I cannot imagine that Ala Moana would voluntarily give up all the revenue that more than 1,200 participants and their supporters would generate after the race, but they sure did! There was plenty of parking at the mall that early Sunday morning, four hours before the mall even opened, but there was no aloha or good will in sight.
All of us in the car will do our best to avoid shopping at Ala Moana in the near future, because one thing I have learned is that they don't want people at their mall.
Phony lawmakers keep people in truck beds
"Click It or Ticket" is in full force, and that's great for everyone's safety. Our lawmakers, on the other hand, have ignored an insanity on our highways. They are as phony as $3 bills. They created "Click It or Ticket," yet they allow people to ride in pickup beds unbelted. Pickup truck beds don't have belts because they were made to carry cargo, not humans.
During the 2006 legislative session, four women were killed in Kunia riding to work in the back of a pickup truck. They were thrown out like missiles onto the highway in a collision with a cement truck. Until today not even one lawmaker ever said or did anything to stop this insanity on our streets.
If these poor women were in a vehicle wearing seat belts, maybe one or all would be alive today. How sad.
Do you think that these politicians would allow their wives, mothers, daughters or loved ones to ride in pickup beds? I doubt it.
These tragedies will happen again, and these lawmakers should be held accountable. Last year and this year the bill to ban this practice was not even heard by the committee. If they don't care about our children having seat belts on school buses, why would they care about everyone else?
Public schools urged to give vegan option
Hesh Goldstein ("Letters," May 25)
said, "When a bill was introduced in the state Legislature recently requiring the public schools to offer vegetarian and vegan meals, the only two entities that opposed were the Health and Education departments."
Goldstein might not know that the original bill, House Bill 2136, was modified to remove the opposition and passed in the 2008 Hawaii Legislature as SCR 84, "Requesting the Department of Education and the Hawaii Public School Food Service to Develop Nutritionally Sound Public School Menu Plans That Include Vegetarian and Vegan Meals."
Dumbed-down society a sign of the times
"Stollen dog!" That's what the poster, nailed to a tree on Hobron Lane, says. It reminds me of an article I read about high school dropouts. Only 75 percent of those who start high school graduate, and for minorities it's 50 percent. The Gates Foundation surveyed dropouts to find out why they didn't continue -- half said they were bored!
I came from a small rural community where we had 100 percent graduates.

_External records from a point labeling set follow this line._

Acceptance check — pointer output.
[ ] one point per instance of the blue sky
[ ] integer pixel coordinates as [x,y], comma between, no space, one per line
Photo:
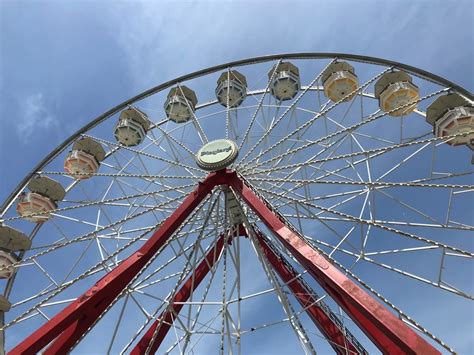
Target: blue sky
[64,63]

We played hide-and-seek, stickball, wore out the playground equipment until we were 6 years old and then went to where we wanted to be, with the "big kids" -- first grade. Look at what kids today have to put up with. Head Start at 3 years old, then pre-kindergarten, then kindergarten. By the time they are in their senior year, they have had, what, 14-15 years of school? I'd be bored, too.
Now look at the end product! Ever see the working end of a cash register in a fast-food place? If you order a Big Mac, there's a picture of a Big Mac that one touches; numbers are too complicated. Industry has come down to the level of our education system.
Now, who has that German pastry dog? Probably waiting for Christmas to return it.